Option 4A is proposed only to apply to the first situation, where there is no mistake on the register at the time the mortgage is granted. This situation, albeit here in a simplified form, was considered in Swift 1st Ltd v Chief Land Registrar in which, under LRA 2002, the mortgagee was held to be entitled to an indemnity.

The effect of Option 4A would be that a mortgagee in Swift’s position would no longer be entitled to an indemnity. However, Option 4A would not affect the availability of an indemnity to a party other than a mortgagee in such circumstances. Therefore, as noted in the consultation, Option 4A rests upon a policy decision to treat mortgagees differently (and less favourably) to other indemnity claimants.

This founds the following question in the consultation: “We invite consultees’ views on whether the ability of mortgagees to obtain an indemnity should be limited to claims arising from mortgages granted on the basis of a mistake already contained in the register”.

Option 4B

The second option for reform, Option 4B, is to place mortgagees under a specific statutory duty to verify the identity of mortgagors. The mechanics are, at this consultation stage, unclear.
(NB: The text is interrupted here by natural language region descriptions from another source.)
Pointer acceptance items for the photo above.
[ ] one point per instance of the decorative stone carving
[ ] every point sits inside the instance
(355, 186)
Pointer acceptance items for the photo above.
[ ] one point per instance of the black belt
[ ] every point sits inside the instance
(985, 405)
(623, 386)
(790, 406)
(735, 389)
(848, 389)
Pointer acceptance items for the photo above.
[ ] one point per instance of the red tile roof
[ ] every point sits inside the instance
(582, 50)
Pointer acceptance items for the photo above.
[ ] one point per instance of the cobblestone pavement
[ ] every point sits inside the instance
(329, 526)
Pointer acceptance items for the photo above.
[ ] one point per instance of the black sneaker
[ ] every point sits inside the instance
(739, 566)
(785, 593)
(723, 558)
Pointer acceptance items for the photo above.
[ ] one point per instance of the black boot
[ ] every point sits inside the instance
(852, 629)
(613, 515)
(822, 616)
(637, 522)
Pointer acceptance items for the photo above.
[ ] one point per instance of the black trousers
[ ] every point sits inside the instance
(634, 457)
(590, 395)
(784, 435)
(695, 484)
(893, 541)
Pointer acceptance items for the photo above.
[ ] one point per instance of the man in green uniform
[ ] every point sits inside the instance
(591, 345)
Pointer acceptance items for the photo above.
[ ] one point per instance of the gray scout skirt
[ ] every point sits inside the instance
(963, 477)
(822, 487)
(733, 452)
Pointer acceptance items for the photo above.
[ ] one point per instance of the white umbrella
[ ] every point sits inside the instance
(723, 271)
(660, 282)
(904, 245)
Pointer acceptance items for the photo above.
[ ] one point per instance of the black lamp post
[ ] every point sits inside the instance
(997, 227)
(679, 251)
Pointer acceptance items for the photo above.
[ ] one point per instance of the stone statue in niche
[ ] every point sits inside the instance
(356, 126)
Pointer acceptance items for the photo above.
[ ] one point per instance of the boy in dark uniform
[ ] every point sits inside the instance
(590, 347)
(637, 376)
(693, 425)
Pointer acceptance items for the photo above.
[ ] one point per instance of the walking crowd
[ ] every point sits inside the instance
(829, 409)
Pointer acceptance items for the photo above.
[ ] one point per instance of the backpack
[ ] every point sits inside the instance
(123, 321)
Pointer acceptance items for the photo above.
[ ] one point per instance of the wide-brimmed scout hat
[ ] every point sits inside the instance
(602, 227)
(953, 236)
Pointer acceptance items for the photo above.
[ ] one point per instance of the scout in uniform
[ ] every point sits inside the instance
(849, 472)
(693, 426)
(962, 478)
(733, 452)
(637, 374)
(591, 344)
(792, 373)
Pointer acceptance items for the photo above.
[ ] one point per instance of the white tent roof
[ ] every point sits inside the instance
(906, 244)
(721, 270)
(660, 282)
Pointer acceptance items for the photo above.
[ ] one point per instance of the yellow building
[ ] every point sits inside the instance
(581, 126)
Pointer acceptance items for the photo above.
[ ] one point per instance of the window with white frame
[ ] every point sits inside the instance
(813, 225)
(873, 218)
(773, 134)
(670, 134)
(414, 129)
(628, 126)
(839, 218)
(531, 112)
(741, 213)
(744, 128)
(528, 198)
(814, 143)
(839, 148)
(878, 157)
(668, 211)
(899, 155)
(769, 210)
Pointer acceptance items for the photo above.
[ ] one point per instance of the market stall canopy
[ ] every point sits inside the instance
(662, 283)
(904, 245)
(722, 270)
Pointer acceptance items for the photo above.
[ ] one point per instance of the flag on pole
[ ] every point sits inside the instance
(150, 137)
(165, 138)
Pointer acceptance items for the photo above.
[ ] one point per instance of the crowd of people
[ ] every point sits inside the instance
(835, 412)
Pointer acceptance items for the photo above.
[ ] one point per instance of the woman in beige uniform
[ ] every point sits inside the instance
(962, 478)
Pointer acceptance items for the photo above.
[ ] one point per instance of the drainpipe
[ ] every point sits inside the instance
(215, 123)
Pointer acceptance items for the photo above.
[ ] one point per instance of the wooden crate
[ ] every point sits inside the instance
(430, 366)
However, the duty will require a lender to take reasonable steps (it is yet to be established what this will constitute) to verify the identity of mortgagors, and mortgagees who act in breach of the duty will be unable to obtain an indemnity. Part of the underlying rationale (it is said) is to incentivise those who are best placed to prevent fraud (arguably the mortgagee) to develop best practice as they will bear the financial costs of fraud.

This founds the following question: “We invite consultees’ views on whether the entitlement of mortgagees to obtain an indemnity should be subject to compliance with a statutory duty to take reasonable care to verify the identity of the mortgagor”.

What this means for you

Seeking an indemnity from the Land Registry under schedule 8 is a significant avenue for lenders to recover some of their losses arising when a fraud occurs. Removing this avenue of recovery will undoubtedly be detrimental and lenders are therefore likely to want to make time to respond to the consultation. The above questions, in bold, are at 22.82, 22.83 and 22.84 of the response form.

The last date for responding to the consultation is 30 June 2016. The Law Commission have stated that their aim is to consider all responses to the consultation and to publish a report and draft Bill in late 2017.